Among the forms of oxidative DNA damage reported, 8-OH-Gua (3) is recognized as an important lesion because of its mutagenicity (4-9). This modified base is used widely as a marker of DNA oxidation (3, 10) because of its sensitive detection by an HPLC system connected to an electrochemical detector. An oxidized form of adenine, 2-OH-Ade, is produced by Fenton-type reactions of deoxyadenosine derivatives (11, 12). The yields of 2-OH-Ade are similar to those of 8-OH-Gua in the monomeric form, although its formation in DNA is less efficient.
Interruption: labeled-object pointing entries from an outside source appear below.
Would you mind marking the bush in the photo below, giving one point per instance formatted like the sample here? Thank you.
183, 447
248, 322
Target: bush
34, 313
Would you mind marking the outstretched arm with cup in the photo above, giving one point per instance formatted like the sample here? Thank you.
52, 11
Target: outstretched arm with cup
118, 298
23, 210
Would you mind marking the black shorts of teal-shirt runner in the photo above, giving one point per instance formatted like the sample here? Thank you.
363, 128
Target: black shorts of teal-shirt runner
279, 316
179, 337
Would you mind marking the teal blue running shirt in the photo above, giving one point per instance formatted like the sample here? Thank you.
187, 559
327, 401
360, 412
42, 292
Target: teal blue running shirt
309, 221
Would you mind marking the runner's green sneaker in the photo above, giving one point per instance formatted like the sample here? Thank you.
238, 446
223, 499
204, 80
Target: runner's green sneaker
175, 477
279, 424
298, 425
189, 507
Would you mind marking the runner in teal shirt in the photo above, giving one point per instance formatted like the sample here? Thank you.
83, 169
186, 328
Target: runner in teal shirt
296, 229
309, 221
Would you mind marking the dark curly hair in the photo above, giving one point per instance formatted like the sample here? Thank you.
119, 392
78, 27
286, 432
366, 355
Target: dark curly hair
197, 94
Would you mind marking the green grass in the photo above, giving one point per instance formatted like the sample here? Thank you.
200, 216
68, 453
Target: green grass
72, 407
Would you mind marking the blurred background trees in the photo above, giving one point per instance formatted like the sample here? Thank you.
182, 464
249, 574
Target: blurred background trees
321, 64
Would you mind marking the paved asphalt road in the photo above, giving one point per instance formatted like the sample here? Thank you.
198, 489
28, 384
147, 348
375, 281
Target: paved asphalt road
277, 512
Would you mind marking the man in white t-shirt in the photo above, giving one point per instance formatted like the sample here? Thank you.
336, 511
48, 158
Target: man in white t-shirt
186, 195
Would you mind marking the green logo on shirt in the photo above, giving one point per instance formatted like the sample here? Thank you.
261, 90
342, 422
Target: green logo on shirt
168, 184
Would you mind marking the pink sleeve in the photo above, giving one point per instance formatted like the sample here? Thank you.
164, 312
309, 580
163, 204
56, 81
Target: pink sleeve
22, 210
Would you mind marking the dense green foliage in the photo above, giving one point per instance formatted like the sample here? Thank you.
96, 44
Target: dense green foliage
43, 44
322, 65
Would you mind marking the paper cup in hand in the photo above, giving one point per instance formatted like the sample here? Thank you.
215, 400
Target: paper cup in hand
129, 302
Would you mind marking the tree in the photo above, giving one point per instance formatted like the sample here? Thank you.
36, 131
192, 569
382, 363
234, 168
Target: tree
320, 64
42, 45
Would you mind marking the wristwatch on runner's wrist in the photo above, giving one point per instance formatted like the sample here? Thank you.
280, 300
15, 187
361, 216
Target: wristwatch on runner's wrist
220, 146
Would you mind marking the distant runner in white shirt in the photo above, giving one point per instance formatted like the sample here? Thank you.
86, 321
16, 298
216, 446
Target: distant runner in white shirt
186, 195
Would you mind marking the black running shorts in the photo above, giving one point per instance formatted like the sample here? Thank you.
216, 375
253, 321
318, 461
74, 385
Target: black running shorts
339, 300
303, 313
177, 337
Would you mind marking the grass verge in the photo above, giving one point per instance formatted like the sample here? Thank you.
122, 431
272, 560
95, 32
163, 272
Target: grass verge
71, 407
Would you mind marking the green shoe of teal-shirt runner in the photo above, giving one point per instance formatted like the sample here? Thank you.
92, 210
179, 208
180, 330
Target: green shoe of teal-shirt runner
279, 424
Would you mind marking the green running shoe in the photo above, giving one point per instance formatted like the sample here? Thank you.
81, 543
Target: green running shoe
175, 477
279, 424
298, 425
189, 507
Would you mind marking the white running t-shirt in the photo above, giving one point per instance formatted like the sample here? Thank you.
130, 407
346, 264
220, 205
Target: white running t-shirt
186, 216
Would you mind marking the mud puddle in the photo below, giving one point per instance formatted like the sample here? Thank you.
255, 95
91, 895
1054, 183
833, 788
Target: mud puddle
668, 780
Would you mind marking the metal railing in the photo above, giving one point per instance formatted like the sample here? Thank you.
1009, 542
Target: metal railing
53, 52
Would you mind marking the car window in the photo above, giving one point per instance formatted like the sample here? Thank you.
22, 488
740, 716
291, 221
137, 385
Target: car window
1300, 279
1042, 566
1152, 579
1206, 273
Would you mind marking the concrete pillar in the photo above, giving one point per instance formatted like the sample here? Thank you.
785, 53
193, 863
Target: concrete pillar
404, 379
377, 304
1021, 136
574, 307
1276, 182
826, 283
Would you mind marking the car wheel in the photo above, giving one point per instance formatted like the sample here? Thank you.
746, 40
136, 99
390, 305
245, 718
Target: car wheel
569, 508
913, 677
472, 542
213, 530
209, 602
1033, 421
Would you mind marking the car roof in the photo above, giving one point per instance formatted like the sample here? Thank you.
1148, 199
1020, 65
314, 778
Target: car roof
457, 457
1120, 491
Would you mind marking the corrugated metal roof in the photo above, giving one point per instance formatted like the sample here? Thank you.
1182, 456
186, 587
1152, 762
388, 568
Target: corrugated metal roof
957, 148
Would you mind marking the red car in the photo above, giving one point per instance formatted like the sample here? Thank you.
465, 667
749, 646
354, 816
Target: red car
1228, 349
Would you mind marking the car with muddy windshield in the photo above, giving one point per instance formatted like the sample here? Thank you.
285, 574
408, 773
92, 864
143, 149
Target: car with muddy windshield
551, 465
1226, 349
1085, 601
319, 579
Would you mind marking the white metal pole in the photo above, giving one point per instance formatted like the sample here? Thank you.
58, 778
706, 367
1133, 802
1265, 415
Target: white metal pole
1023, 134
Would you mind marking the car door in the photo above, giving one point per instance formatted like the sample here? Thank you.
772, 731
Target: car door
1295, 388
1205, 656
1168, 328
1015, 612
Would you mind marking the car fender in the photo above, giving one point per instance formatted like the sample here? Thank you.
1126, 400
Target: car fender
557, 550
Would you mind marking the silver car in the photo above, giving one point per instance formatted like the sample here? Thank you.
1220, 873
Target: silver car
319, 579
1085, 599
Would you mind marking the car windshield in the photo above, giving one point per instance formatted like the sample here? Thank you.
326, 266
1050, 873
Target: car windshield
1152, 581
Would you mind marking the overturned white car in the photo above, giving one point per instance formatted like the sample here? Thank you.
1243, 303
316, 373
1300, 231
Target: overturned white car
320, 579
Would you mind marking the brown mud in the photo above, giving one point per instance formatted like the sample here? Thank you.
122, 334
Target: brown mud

It was reported that the treatment of cultured human cells with H2O2 induces 2-OH-Ade accumulation in DNA (one-fifth of that of 8-OH-Gua) (13). Moreover, 2-OH-Ade possesses mutation inducibility similar to that of 8-OH-Gua in Escherichia coli and mammalian cells (14, 15). Thus, 2-OH-Ade appears to be another important form of DNA damage produced by ROS.
An oxidative DNA lesion is likely to be formed through two pathways. One is the direct oxidation of a residue in DNA, and another is the incorporation of an oxidatively damaged DNA precursor by a DNA polymerase(s). In fact, it was shown that the two pathways contribute almost equally to the formation of 8-OH-Gua in DNA (16). Moreover, the presence of the MutT protein and its mammalian counterpart, which hydrolyze the mutagenic nucleotide 8-OH-dGTP, indicates that the prevention of its incorporation into DNA is important in organisms (17, 18). Thus, it is necessary to determine the mutagenicity of an oxidatively damaged DNA precursor in cells to reveal the overall effects on the mutations induced by ROS.
However, few studies on the mutagenic potential of an oxidatively
damaged DNA precursor have been reported. 8-OH-dGTP is used as a
substrate by DNA polymerases and is inserted opposite C and A in the
template DNA (5, 17). We reported the insertion of 2-OH-dAMP opposite T
and C by the mammalian DNA polymerase (11). The incorporation of
5-hydroxydeoxycytidine 5'-triphosphate and 5-formyldeoxyuridine
5'-triphosphate opposite A and G has also been reported (19, 20).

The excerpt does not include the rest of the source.